While the new growth means less roughage (which stimulates extra butterfat), the extremely lush tropical pastures typical of this time of year, are rich in antioxidants and bio-actives (which is already very high in buffalo milk) such omega-3 fats, vitamin E, beta-carotene, and conjugated linoleic acid (a beneficial fatty acid).”
- Mitch Humphries of Australian Dairy Buffalo Company, North Queensland
Vannella Cheese was born in Conversano, Puglia. The southern Italian town is also the birthplace of our Mum, Pina Vannella. Our Dad, Vito Minoia, the head cheese-maker at Vannella, was born 15km down the road.
Conversano is also the birthplace of our burrata, a fresh, stretched curd cheese that is filled with creamy stracciatella and then hand-tied. At 16 years old, Dad (apprenticed to a cheesemaker in Conversano), learnt how to hand stretch curds for this cheese the traditional way. Back then everything was done by hand: the burrata, fior de latte, treccine, nodini, scamorza.

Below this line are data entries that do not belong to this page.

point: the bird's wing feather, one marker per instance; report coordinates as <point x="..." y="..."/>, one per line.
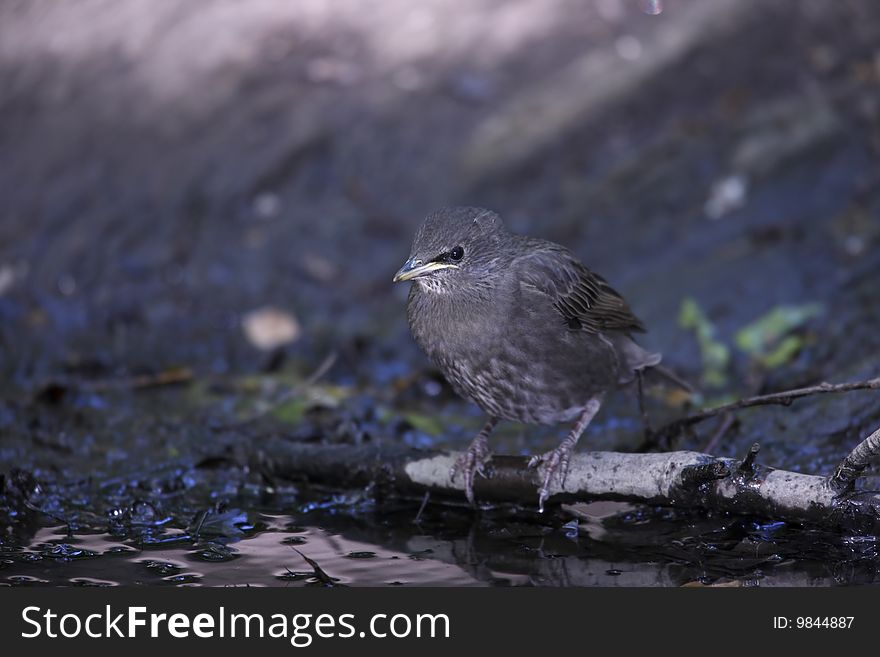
<point x="582" y="298"/>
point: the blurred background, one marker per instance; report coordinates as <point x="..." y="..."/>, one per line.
<point x="225" y="189"/>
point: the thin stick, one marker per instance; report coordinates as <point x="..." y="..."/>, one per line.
<point x="784" y="398"/>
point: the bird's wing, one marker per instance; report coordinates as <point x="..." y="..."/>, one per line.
<point x="583" y="299"/>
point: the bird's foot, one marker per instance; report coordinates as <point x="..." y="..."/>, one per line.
<point x="556" y="463"/>
<point x="472" y="463"/>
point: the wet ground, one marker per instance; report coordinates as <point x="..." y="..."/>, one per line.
<point x="157" y="194"/>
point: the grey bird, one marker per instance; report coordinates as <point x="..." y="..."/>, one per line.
<point x="519" y="326"/>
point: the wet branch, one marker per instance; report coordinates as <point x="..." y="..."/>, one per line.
<point x="667" y="433"/>
<point x="676" y="479"/>
<point x="866" y="453"/>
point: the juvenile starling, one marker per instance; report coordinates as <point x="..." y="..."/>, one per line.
<point x="520" y="327"/>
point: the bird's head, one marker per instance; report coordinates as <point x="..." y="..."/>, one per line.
<point x="453" y="249"/>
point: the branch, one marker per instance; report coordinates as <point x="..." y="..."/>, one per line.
<point x="864" y="454"/>
<point x="679" y="479"/>
<point x="783" y="398"/>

When we moved to Australia, we brought a little bit of Conversano with us - we brought the cheese. In fact, we moved our lives around this cheese, first setting up in Cairns (where we met Mitch) to be close to the dairy herds and buffalo and later moving to the city, to bring the fresh cheese closer to the tables where it was being served.
Our cows’ milk cheese is stretched tissue-thin and filled with creamy stracciatella and then a knot is hand-tied at the top, sealing the pouch and creating a brilliant contrasting texture.

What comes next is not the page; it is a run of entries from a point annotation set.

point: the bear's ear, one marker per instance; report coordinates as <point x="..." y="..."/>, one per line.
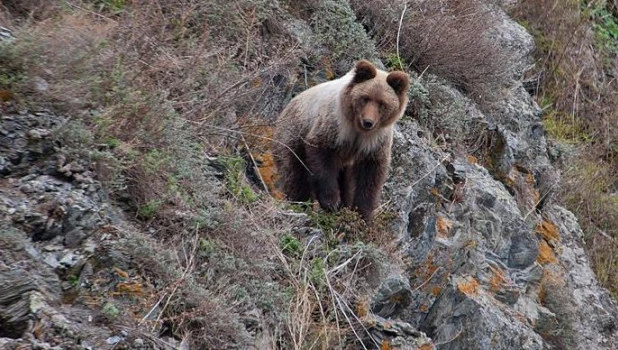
<point x="363" y="71"/>
<point x="399" y="81"/>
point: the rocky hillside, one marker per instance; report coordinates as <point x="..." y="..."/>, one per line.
<point x="138" y="202"/>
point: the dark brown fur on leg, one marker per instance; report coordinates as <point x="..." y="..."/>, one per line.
<point x="370" y="176"/>
<point x="325" y="166"/>
<point x="294" y="176"/>
<point x="347" y="184"/>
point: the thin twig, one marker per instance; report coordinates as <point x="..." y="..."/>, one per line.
<point x="259" y="136"/>
<point x="405" y="6"/>
<point x="257" y="169"/>
<point x="427" y="280"/>
<point x="186" y="271"/>
<point x="540" y="199"/>
<point x="430" y="171"/>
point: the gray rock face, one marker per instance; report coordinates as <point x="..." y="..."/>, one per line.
<point x="492" y="265"/>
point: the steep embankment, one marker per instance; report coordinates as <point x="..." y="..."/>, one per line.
<point x="132" y="214"/>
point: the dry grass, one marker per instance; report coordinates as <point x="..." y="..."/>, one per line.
<point x="573" y="83"/>
<point x="168" y="94"/>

A combination of sfilacci and cream (both made with cows’ milk) - after stretching the curds we shape them into cords by hand and rest them for a day, when we tear the curds, mix with cream and salt.

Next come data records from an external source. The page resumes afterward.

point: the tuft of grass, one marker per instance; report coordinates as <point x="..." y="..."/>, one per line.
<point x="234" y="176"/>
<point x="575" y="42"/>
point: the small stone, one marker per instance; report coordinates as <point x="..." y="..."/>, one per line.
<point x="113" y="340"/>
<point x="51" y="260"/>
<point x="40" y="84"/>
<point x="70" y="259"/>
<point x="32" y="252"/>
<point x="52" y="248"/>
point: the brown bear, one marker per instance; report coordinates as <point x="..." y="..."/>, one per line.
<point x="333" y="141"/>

Mum loves to do burrata with seasonal veggies and fruits: here it’s a salad of broad beans, orange segments, fennel, blueberries and extra virgin olive oil.
Fennel and broad beans are very traditional foods for us to eat in Puglia and my grandfather plants them, so everyday he would come past home and drop some over. This is a taste of home for us all.
We were so thrilled to see Clayton Wells’ dish at Automata make the top ten dishes in this year’s SMH Good Food Guide.
“… burrata injected with shellfish oil is more of a mainstay. Pierce the creamy white mozzarella and step back as shiny orange goodness puddles the plate to be daubed with bread. Oils ain't oils unless they've seen a prawn head.”